Когда Самсонов вышел, Лермонтов с минуту весело и радостно смотрел на дверь. Целый день сегодня теснили сердце странные и новые для него чувства. Заточение, в котором не дают даже чернил и бумаги, казалось, делало его самым несчастным на свете. Допрашивать приезжали и корпусный аудитор, и от военно-судной комиссии, а вот сейчас и жандарм. Надежда на то, что всё кончится пустяками, что бабушка сумеет выхлопотать ему прощение, сменялась страхом безвестности. Казалось — его все забыли. Это стало в конце концов таким горьким, что думать о себе больше было невозможно. И вот тогда в сердце вкралась умилительная, сладкая печаль. Чувство было настолько ново, настолько неожиданно, что он долго шагал по комнате, стараясь справиться с охватившим волнением.
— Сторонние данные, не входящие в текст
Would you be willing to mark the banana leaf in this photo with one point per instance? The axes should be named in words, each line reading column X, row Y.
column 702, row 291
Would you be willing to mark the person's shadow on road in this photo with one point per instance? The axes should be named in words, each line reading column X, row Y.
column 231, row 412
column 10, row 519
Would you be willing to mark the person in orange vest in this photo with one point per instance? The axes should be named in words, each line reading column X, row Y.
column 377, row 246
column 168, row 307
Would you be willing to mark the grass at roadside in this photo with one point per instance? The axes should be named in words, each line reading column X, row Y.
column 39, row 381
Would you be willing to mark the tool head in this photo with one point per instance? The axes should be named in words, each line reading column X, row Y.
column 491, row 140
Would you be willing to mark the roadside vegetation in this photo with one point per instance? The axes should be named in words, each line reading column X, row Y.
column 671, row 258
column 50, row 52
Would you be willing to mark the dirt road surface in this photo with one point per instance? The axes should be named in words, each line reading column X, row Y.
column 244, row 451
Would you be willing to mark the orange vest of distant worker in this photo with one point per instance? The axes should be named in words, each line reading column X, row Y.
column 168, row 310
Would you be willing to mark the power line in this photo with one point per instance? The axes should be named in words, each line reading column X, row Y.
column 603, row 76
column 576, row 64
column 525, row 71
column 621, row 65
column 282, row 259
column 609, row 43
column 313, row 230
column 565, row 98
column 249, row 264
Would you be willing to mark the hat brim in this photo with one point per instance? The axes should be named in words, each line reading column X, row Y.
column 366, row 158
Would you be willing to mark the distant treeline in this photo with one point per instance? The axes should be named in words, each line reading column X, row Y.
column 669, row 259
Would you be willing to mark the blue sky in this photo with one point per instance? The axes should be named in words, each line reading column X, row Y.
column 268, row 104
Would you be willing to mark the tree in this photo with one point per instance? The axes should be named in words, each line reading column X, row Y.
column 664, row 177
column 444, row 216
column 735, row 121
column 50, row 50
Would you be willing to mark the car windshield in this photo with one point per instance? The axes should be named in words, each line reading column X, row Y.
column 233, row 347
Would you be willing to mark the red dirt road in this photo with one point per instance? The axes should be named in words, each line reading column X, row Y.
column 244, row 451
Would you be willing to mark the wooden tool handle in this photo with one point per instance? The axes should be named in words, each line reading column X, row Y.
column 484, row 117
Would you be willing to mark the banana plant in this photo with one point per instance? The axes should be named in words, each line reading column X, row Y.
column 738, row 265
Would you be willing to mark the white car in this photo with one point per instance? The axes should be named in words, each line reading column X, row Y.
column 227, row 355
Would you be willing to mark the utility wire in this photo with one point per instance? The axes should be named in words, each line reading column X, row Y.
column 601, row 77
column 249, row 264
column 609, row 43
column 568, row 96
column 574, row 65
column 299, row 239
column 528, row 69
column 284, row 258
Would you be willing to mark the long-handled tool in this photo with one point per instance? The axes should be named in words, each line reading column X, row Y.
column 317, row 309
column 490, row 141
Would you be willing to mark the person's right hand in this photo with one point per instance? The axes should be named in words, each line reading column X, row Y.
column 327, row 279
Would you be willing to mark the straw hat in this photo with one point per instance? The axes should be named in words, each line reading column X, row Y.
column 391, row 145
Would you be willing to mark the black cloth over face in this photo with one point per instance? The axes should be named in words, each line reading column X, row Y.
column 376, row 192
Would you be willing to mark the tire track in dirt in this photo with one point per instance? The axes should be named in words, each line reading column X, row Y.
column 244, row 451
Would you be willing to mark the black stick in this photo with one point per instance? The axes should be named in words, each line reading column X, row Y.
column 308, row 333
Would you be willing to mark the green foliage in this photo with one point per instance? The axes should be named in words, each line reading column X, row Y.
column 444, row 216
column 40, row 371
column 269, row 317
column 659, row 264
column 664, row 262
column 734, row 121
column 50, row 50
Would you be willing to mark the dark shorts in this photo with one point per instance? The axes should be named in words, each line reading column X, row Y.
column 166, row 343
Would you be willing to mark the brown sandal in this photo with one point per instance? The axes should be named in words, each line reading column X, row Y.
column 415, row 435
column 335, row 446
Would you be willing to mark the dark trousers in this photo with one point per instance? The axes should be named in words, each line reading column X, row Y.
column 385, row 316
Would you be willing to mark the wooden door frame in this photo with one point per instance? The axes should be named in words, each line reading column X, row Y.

Потом подошёл к столу, обжёг на свече отщеплённую от стола лучинку, на клочке серой бумаги, в которой были завёрнуты принесённые сегодня из дома тарелки с едой, без поправок, без помарок, написал:
Я, Матерь Божия, ныне с молитвою
Пред Твоим образом, ярким сиянием,
Не о спасении, не перед битвою.
Не с благодарностью иль покаянием,
Не за свою молю душу пустынную,
За душу странника в свете безродного;
Но я вручить хочу деву невинную
Тёплой Заступнице мира холодного.
Окружи счастием душу достойную.
Дай ей сопутников, полных внимания.
Молодость светлую, старость покойную,
Сердцу незлобному мир упования.
Срок ли приблизится часу прощальному
В утро ли шумное, в ночь ли безгласную —
Ты восприятъ пошли к ложу печальному
Лучшего ангела душу прекрасную.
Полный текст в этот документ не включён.